The first thing to realise is that, as far as something in orbit is concerned, there is nothing special about Iceland. Or the north pole, or the equator or anything else. The only thing that makes these points special is that the earth rotates around it's axis, but once the ship is in orbit it doesn't matter how the planet rotates below it. So lets forget about the rotation of the earth for a minute. Now all points on the surface are the same, and you can launch from any one, in any direction, and you'll end up in an orbit around the planet. If you launch east from Iceland, you'll end up in this orbit (viewed edge on):
Image adapted from www.webglearth.com
If we turn the globe to look straight at Iceland, you can see how an orbit can pass through Iceland going east and still be centred on Earth's centre of mass. If we take that same orbit and draw it on a map of the Earth, it would have the familiar sinusoidal shape we associate with inclined orbits. That's just what happens when you draw a circle on a globe, then unwrap it in the (actually slightly odd) way we traditionally unwrap a sphere to make a flat map.

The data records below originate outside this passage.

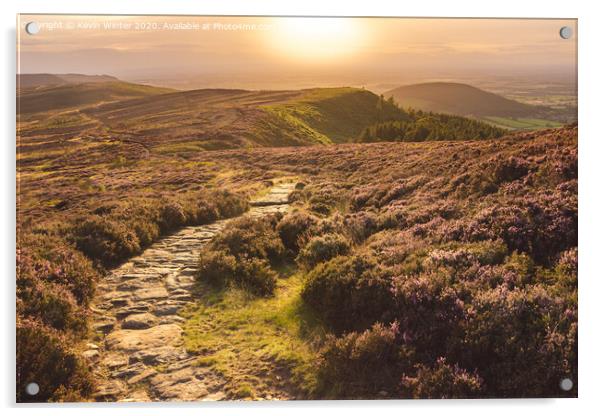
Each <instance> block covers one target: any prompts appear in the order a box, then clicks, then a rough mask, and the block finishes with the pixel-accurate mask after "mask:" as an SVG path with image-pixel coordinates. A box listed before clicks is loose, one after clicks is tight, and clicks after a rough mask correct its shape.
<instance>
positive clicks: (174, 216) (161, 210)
mask: <svg viewBox="0 0 602 416" xmlns="http://www.w3.org/2000/svg"><path fill="white" fill-rule="evenodd" d="M187 221H188V217H187V216H186V212H185V211H184V207H183V206H182V205H181V204H180V203H178V202H173V201H170V202H166V203H164V204H163V205H162V206H161V208H160V211H159V218H158V222H159V226H160V227H161V231H162V232H163V233H168V232H169V231H171V230H175V229H176V228H178V227H181V226H182V225H184V224H186V223H187Z"/></svg>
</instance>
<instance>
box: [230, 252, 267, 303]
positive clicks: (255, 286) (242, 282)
mask: <svg viewBox="0 0 602 416" xmlns="http://www.w3.org/2000/svg"><path fill="white" fill-rule="evenodd" d="M235 276H236V277H235V279H236V283H237V284H238V285H239V286H240V287H242V288H243V289H246V290H247V291H249V292H251V293H253V294H255V295H258V296H269V295H272V294H273V293H274V289H276V282H277V280H278V275H277V274H276V272H274V270H272V268H271V267H270V264H269V263H268V262H267V261H266V260H263V259H258V258H243V259H241V260H240V261H239V262H238V267H237V269H236V274H235Z"/></svg>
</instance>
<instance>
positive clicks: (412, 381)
mask: <svg viewBox="0 0 602 416" xmlns="http://www.w3.org/2000/svg"><path fill="white" fill-rule="evenodd" d="M414 371H415V375H412V376H410V375H406V374H404V375H403V377H402V379H401V387H402V390H401V394H402V396H404V397H410V398H415V399H469V398H476V397H482V396H483V391H482V390H483V379H481V377H479V376H478V375H477V374H476V372H475V373H469V372H468V371H466V370H464V369H462V368H460V367H459V366H458V365H457V364H456V365H449V364H447V362H446V361H445V358H443V357H440V358H439V359H437V361H436V362H435V364H434V365H433V366H426V365H424V364H417V365H416V366H415V369H414Z"/></svg>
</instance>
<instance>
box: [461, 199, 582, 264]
mask: <svg viewBox="0 0 602 416" xmlns="http://www.w3.org/2000/svg"><path fill="white" fill-rule="evenodd" d="M465 237H466V238H467V239H469V240H473V241H474V240H483V239H491V240H494V239H497V238H501V239H503V240H504V242H505V243H506V245H507V246H508V249H509V250H510V251H515V250H516V251H519V252H523V253H527V254H530V255H531V256H532V257H533V259H534V260H535V261H536V262H538V263H544V264H549V263H550V262H551V261H552V260H554V259H555V258H556V257H557V256H558V254H560V253H561V252H562V251H564V250H567V249H569V248H571V247H575V246H576V245H577V205H576V198H574V197H571V198H564V197H563V196H561V195H558V194H551V195H536V196H533V197H528V198H526V199H524V200H518V201H516V202H515V203H513V204H508V205H506V206H503V207H491V208H486V209H484V210H482V211H481V212H479V213H478V214H477V215H476V217H475V219H474V220H473V221H472V223H470V224H468V226H467V227H466V229H465Z"/></svg>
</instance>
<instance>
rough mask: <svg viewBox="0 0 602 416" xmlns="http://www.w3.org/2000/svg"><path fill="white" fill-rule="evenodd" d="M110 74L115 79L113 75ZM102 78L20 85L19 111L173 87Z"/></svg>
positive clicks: (50, 107)
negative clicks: (47, 83)
mask: <svg viewBox="0 0 602 416" xmlns="http://www.w3.org/2000/svg"><path fill="white" fill-rule="evenodd" d="M82 76H83V75H82ZM82 76H74V77H73V78H71V80H76V79H82V78H79V77H82ZM51 77H52V76H50V78H51ZM83 77H85V76H83ZM50 78H46V81H51V79H50ZM108 78H110V79H116V78H113V77H108ZM99 79H100V78H96V81H92V82H90V83H84V84H79V83H63V84H59V85H47V86H37V87H28V88H21V89H19V91H18V93H17V97H18V100H17V102H18V105H17V113H18V114H30V113H38V112H48V111H54V110H62V109H69V108H79V107H82V106H88V105H93V104H100V103H104V102H111V101H118V100H126V99H132V98H139V97H146V96H151V95H158V94H165V93H168V92H172V91H173V90H170V89H167V88H158V87H152V86H147V85H139V84H131V83H129V82H123V81H104V82H103V81H100V80H99Z"/></svg>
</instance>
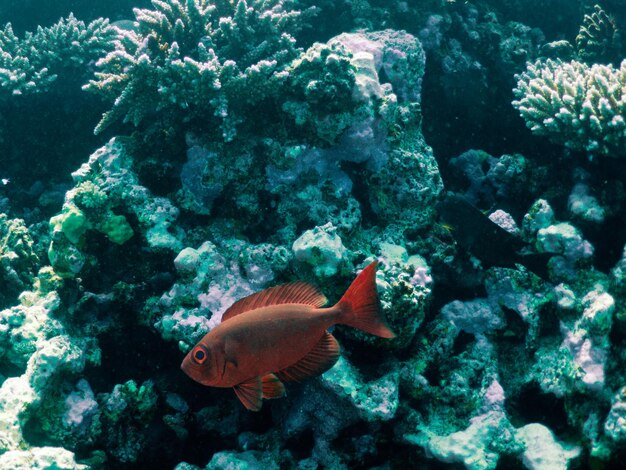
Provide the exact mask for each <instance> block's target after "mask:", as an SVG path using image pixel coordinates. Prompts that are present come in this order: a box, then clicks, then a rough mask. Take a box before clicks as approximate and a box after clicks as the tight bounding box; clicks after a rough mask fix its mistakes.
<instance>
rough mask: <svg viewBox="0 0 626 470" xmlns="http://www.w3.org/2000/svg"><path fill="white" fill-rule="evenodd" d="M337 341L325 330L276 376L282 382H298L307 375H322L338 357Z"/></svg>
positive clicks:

So we were ignoring the planet's rotation there. What happens if we put that back in? Very little changes. Because the planet is rotating, Iceland is moving eastwards fairly fast, we can take advantage of that to make the rocket launch easier. Let's assume that we launch in the same direction, achieve the same speed, but use a little less fuel doing so. The second change is that once the ship is up in orbit, the planet rotates underneath it. If you look back at the picture above, you can imagine the planet rotating about it's axis, and the orbit staying put. When we flatten out the globe to make a map, this means the sinusoidal shape seems to move across the earth.